Saturday, 24 June 2017

'A Rank Outsider' by Jennifer Hall

A high-jumping old boy was back on familiar turf to present the junior medals. Like a giraffe at the watering hole, he stooped in the afternoon haze with congratulatory words for each budding athlete. Above this gentle creature, a bumper crop of prickly parents competed for the best views from the packed stands.

Pete's absence went unnoticed. He lay alone in the feathergrass behind the hammer cage, far from the madness and condensed testosterone. He rotated an idle foot to stretch his calf, and pondered the lack of drama in sport these days.

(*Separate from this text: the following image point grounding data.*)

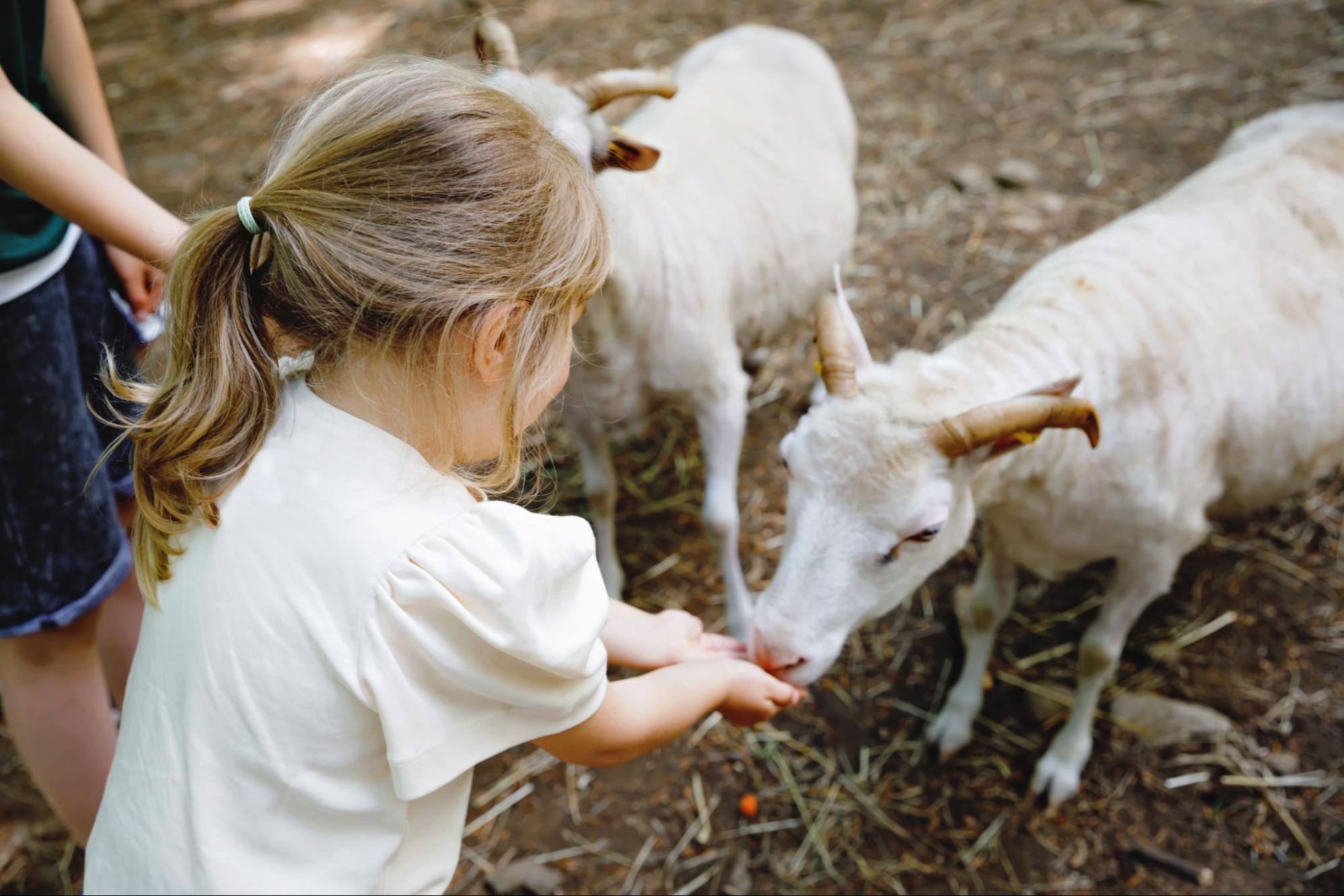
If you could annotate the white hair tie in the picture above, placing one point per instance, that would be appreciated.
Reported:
(243, 208)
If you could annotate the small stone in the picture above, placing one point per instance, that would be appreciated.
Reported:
(1017, 173)
(1160, 721)
(1025, 223)
(971, 179)
(523, 877)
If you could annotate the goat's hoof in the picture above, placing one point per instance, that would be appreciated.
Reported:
(951, 731)
(1056, 781)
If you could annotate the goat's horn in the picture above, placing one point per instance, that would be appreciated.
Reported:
(834, 348)
(493, 40)
(1026, 417)
(602, 87)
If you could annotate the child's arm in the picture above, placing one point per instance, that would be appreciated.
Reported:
(69, 66)
(643, 640)
(44, 163)
(640, 715)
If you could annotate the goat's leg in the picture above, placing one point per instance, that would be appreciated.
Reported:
(992, 597)
(1139, 581)
(600, 484)
(722, 419)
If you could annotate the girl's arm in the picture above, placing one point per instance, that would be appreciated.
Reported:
(144, 231)
(640, 715)
(643, 640)
(44, 163)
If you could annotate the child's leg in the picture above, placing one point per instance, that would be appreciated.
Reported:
(55, 704)
(118, 621)
(118, 629)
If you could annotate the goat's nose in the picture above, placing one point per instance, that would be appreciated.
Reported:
(773, 659)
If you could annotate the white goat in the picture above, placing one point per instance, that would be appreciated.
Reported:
(717, 250)
(1206, 328)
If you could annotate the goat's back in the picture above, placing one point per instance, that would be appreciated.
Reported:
(1208, 324)
(734, 233)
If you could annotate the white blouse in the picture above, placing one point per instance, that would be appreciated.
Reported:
(328, 665)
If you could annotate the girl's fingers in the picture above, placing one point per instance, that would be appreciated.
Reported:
(722, 644)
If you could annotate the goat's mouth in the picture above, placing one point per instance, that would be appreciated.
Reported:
(803, 674)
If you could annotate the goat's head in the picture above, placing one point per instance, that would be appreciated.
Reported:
(571, 112)
(879, 493)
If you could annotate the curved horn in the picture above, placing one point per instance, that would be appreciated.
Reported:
(1023, 417)
(602, 87)
(834, 348)
(493, 40)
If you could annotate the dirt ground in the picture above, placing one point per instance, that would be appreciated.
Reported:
(1113, 102)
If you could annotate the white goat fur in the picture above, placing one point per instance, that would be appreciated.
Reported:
(717, 250)
(1206, 327)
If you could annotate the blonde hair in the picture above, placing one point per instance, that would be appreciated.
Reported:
(403, 202)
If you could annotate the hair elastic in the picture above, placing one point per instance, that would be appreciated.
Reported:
(243, 210)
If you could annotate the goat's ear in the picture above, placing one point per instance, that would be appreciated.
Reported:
(628, 153)
(858, 344)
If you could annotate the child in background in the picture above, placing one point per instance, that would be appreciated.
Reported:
(344, 625)
(69, 606)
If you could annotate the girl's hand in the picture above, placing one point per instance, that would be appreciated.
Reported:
(686, 640)
(144, 284)
(754, 695)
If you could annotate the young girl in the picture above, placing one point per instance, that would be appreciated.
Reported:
(69, 606)
(344, 628)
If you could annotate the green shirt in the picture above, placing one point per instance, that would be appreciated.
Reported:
(27, 229)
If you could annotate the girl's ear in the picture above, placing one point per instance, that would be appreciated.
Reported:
(492, 348)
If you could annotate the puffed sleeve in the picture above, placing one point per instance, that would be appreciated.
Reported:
(483, 636)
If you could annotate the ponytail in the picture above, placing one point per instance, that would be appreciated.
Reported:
(207, 417)
(401, 203)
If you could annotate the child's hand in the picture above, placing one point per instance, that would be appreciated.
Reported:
(754, 695)
(143, 282)
(686, 640)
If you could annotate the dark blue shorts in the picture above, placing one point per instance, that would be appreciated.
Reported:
(62, 550)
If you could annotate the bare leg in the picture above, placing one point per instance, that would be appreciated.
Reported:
(600, 485)
(722, 421)
(118, 630)
(992, 597)
(55, 702)
(1139, 581)
(118, 622)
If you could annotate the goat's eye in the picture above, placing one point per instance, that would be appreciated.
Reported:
(928, 535)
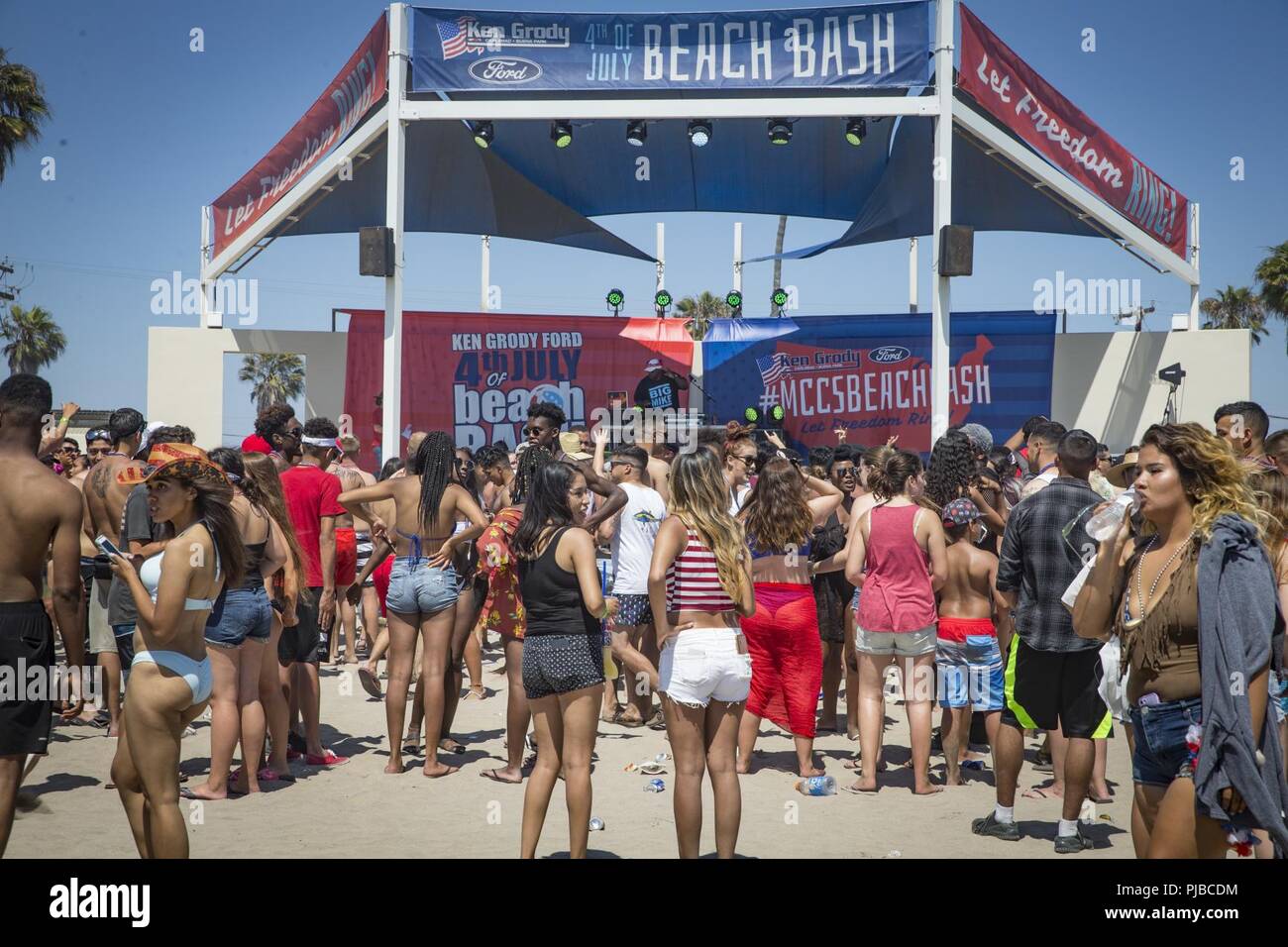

It was mind-numbingly predictable; the same names were applauded religiously at each weekly assembly. Silverware outranked analytical ability. Rugby team members were kings. Pete cringed as he recalled the exclusive maroon neckties and sudden feigned South African accents that had followed the recent ‘first fifteen’ tour of Johannesburg. In the summer, the bulk of them morphed into the athletics team; speed and self-importance, transferable skills. Nobody batted an eyelid when one of these heroes swanned into class insultingly late. Teachers laughed at their jokes. Sarah laughed at their jokes.  And sporting elite associated only with their own, of course, cocooned in a cloud of muscle-strain spray. No room for a chess player.

Pete raised his head as the loudspeaker fuelled the tension: a blast of Chariots of Fire to announce the final event. The 3000m Steeplechase is not for novices: four barriers and a water-jump lined each of seven circuits of the track. It was the last of those that interested Pete.

He watched. Waited. It would work in his favour that the leading pack were bunched. The distant bell gave its signal: just one lap to go. They were coming.

Timing was everything. A momentary window of invisibility on the bend, and Pete was in. Fresh as the breeze, limbs pumping, he cleared the oncoming barrier in step with the frontmen, then pushed on, streaming ahead unchallenged. The crowd leapt, parents shrieked as the unknown figure ate up the track. The giraffe stood tall, eyes on the clock. Pete hit the home-strait in full flow, the favourites trailing in his wake. Sweat-banded PE teachers, squinting in disbelief, foamed with excitement. They knew the record could go. The shouts went up.

Metres from the finish line, Pete saw the reflection of a champion in the one remaining water-jump. He stopped, sat down and washed his pawns.

1 comment:

  1. I couldn't see where the story was going. The ending was amazing!